Improve your voice application in 30 minutes!

So you’ve decided to build an application for Alexa or Google? Congratulations! A lot of people start by pouring through the technical documentation, tutorials, and sample code. I know I did when I wrote my first application for Alexa three years ago. It’s a tempting approach, especially for a technology enthusiast. But I want you to stop and take 30 minutes to improve the customer engagement of your voice application before you write a line of code. How? Test your language model with others.

When building a voice application, much of the heavy work of deriving the context from speech is done by the platform providers. Alexa and Google provide the sophisticated algorithms that do this speech conversion. But you still need to provide their platform with training phrases (utterances) and a blueprint of how those utterances map to different JSON requests (intents) for your code. Take the time to test these training phrases with human beings to make sure you’re nailing customer expectations.

Customer interaction with your Alexa skill

Let’s consider building a skill that lets a customer order a pizza. We’ll want to support a few different scenarios:

The customer should be able to tell us which pizza they want including both the size and the type of pizza (“a large pepperoni pizza”)
They will need to indicate if they are picking up the pizza or need delivery
They will need to confirm the order after hearing the total.

As the designer of this skill, my initial approach is a linear flow through these steps, with a language model somewhat like this:

OrderIntent (in response to the question "What would you like to order?")"I'd like a {Size} {Type} pizza""Can I get a {Size} {Type} pizza?""Let's go with a {Size} {Type} pizza""a {Size} {Type} pizza"Note that {Size} would be small, medium, or large; {Type} would be pepperoni, sausage, Hawaiian, etc. If either of these is not provided, we'll prompt the user to fill the slot ("What size pizza would you like?")

DeliveryIntent (in response to the question "Would you like pick-up or delivery?")"Pick up""I'll pick it up""Delivery""I'd like it delivered""Let's deliver it"

Yes/No (built-in intents in response to the question "Your total is $x. Would you like to place this order?")

Seems straight-forward. Voice platforms provide an easy way to seed these utterances which will send the code a JSON request for the specified intent. But voice is unique. Voice means free-form, natural conversations. And a good third-party application should allow people to complete their tasks in a natural, conversational tone. You don’t need fancy tools or layouts to test your model — just observe how people talk with your skill. Try it out with your team, or with your customers. Get in a room with no machines, no preconceptions, no designs, and ask people to complete a task.

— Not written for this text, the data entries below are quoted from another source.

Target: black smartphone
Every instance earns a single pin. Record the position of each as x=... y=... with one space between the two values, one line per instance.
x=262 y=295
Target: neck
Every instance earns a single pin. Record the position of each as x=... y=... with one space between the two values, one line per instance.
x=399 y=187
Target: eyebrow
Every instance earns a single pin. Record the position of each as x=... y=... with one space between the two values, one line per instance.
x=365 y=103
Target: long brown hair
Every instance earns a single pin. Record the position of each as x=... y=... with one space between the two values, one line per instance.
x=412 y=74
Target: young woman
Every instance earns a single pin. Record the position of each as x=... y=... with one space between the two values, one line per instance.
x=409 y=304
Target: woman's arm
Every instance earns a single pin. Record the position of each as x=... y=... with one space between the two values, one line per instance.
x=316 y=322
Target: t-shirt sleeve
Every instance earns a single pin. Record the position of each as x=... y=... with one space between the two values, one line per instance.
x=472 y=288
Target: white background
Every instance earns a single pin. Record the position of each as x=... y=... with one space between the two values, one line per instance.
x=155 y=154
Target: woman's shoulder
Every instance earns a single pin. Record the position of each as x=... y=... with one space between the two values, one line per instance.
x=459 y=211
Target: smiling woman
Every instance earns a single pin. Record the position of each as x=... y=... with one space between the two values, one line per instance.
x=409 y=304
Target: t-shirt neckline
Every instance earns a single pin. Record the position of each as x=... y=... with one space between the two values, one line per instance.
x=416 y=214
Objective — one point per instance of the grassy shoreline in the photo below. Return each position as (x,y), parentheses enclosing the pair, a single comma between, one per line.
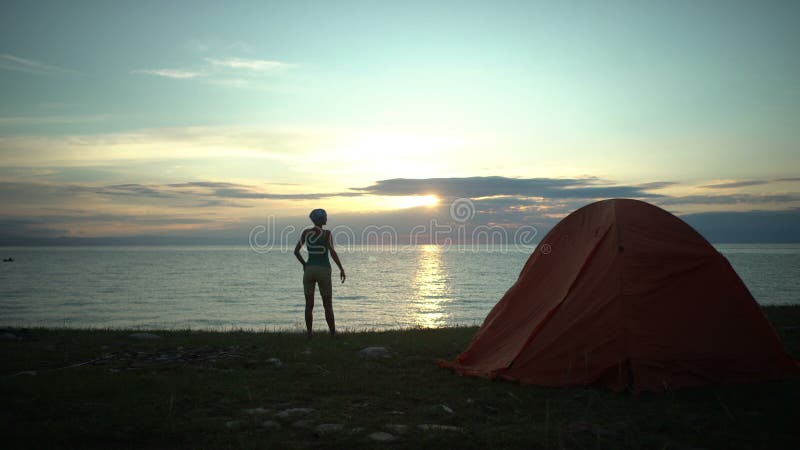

I did this for the pizza skill — I talked to 5 of my friends and coworkers asking them to order a pizza with my skill. Not a rigorous round of market testing to be sure, but with only 30 minutes of effort I discovered several scenarios that weren’t covered by my language model:

One large one topping with pepperoni

I’d like a large pepperoni pizza with thin crust.

Can I order a large pepperoni pizza with garlic bread stick?

I would like two large pepperoni pizzas and a large coke and some chicken wings

I would like a Hawaiian pizza but only half — the other half pineapple only

What size pizzas do you have?

Responses to whether the customer wanted to pickup or deliver the pizza resulted in answers consistent with my model. This is probably because the question specified two available options making it unnatural to provide a creative response. It is worth noting that one person asked for the order to be repeated at this step, highlighting that it may be useful to add this intent and respond with the in-process order details.

Now, you may not want to incorporate support for all of these interactions in an initial release. But these do highlight customer expectations when interacting with your skill. These should be addressed in your language model, dialog flow, as part of the welcome message to set expectations (“I can place a pizza order for you now, if you want to customize your order, please call our store directly”), or as part of a help message. One of my customer conversations resulted in a loop as the customer kept asking what sizes of pizza were available (to which I repeatedly said “Sorry, I didn’t understand you. Can you say that again?”). It’s a good practice to break out of this loop by proactively offering help if a customer repeatedly says something your code can’t process.

So the next time you set out to write an engaging application for humans to converse with machines, take the time upfront and focus on the human side of the equation.